Mais le Bureau du procureur spécial albanais contre la corruption et le crime organisé (SPAK) a ouvert une enquête sur la décision de 2024 qui a modifié le statut juridique des terres le long de la côte sud, avant qu’elle ne soit approuvée en décembre dernier par le Premier ministre Edi Rama.
Trajce du PPNEA a déclaré que le projet, qui devrait permettre la construction de 10 000 chambres d’hôtel, transformera également l’étendue de terre qui sépare la lagune de la mer en une zone entièrement urbanisée.
“Étant donné que la construction prendra des années, elle causera des ravages durables dans l’ensemble de l’écologie, de la lagune à la mer adjacente à l’écosystème de la plage”, a déclaré Trajce.
“Une nouvelle route a été tracée à travers le paysage, avec du gravier déposé même sur le sable fragile, et un pont a été construit sur le canal principal reliant la lagune à la mer”, a-t-il expliqué. “Cette construction, en peu de temps, a causé des dommages importants à l’écologie et à la géomorphologie de la zone”, a-t-il déclaré, “donc, même s’il semble que le projet soit arrêté pour l’instant, les effets de ce qui a été fait sont encore très visibles”.

Selon certaines informations, la pression exercée par les manifestations a suspendu le projet. Cependant, le porte-parole albanais des Affaires étrangères, Alteo Hysi, a déclaré Semaine d’actualités “Actuellement, aucun projet final n’a été approuvé et aucun projet final n’est en préparation.”
“Nous avons maintenant un processus de planification et de conception qui dure depuis plus de deux ans”, a déclaré Hysi, soulignant qu’il y avait des discussions entre les investisseurs, les planificateurs, les environnementalistes et les institutions albanaises.
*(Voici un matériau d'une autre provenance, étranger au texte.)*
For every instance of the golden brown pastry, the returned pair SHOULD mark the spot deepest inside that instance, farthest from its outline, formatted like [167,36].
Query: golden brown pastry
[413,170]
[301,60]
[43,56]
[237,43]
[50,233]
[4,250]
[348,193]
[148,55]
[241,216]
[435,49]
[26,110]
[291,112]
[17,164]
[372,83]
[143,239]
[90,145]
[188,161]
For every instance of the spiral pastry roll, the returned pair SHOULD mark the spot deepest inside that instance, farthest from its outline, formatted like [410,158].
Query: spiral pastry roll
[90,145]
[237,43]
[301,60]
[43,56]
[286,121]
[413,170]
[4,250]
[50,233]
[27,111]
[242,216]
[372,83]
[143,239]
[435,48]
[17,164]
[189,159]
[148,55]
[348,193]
Hysi a déclaré que le gouvernement albanais avait fixé “des conditions très strictes” et qu’une évaluation de l’impact environnemental garantirait “le respect des normes environnementales les plus élevées avant toute décision finale”.
Il a ajouté que les modifications législatives adoptées en 2024 n’ont pas supprimé le statut protégé de la zone Vjosa-Narta et que “les obligations environnementales restent en vigueur et continueront de guider chaque étape du processus”.
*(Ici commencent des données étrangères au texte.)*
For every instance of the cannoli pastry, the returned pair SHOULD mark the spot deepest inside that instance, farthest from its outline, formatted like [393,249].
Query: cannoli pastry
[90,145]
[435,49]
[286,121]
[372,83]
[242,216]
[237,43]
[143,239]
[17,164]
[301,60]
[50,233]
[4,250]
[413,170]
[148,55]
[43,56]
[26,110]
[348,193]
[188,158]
“La vision n’est pas seulement de construire un autre projet touristique”, a-t-il déclaré, “l’ambition est de créer une nouvelle référence pour le développement durable de la Méditerranée”.
Malgré la déclaration du ministère des Affaires étrangères selon laquelle aucune décision finale n’avait été prise, Rama a insisté sur la poursuite du projet, déclarant lundi à Reuters : “ce sera un bon projet et nous avons l’intention de le réaliser”.
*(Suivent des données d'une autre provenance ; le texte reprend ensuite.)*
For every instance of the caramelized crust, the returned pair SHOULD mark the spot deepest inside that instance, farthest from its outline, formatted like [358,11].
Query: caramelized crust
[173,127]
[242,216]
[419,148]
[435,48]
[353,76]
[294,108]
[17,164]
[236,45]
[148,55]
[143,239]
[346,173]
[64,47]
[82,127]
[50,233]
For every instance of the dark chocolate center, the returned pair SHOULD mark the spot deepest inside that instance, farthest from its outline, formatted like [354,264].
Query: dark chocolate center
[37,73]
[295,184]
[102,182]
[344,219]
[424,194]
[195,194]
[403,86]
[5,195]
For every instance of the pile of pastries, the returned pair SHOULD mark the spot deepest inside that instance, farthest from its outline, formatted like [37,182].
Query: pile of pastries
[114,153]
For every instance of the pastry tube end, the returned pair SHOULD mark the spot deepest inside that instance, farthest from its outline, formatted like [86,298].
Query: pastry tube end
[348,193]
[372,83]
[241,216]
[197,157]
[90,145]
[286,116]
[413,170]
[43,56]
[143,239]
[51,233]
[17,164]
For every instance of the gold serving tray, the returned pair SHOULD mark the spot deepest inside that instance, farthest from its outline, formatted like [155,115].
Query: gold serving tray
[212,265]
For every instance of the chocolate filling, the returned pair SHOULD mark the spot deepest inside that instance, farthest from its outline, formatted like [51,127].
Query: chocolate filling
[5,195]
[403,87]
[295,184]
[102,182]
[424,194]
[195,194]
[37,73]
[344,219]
Rama a déclaré que le développement pourrait permettre d’investir 4,6 milliards de dollars dans le pays.
Le deuxième projet de Kushner dans la ligne de mire
Ce n’est pas la première fois que le projet de Kushner dans les Balkans se heurte à une opposition.
Les projets de construction de l’hôtel Trump International à Belgrade ont également fait l’objet de vives protestations après qu’Affinity a signé un accord foncier de 99 ans avec le gouvernement serbe pour réaménager le site après la révocation du statut de « bien culturel » du site.
Le parlement serbe a voté en faveur d’un projet controversé sur le site de l’ancien quartier général de l’armée yougoslave, qui a été repoussé par les résidents locaux en raison de son statut de monument architectural. L’arrestation d’un ministre du gouvernement pour abus de pouvoir lié au projet a incité Kushner à se retirer du projet de 500 millions de dollars à la fin de l’année dernière.
Trajce a déclaré que les manifestations en Albanie de la semaine dernière sont devenues “un symbole plus important de l’échec de la proposition d’État de droit dans le pays et du privilège des intérêts de l’élite riche sur les droits des citoyens”.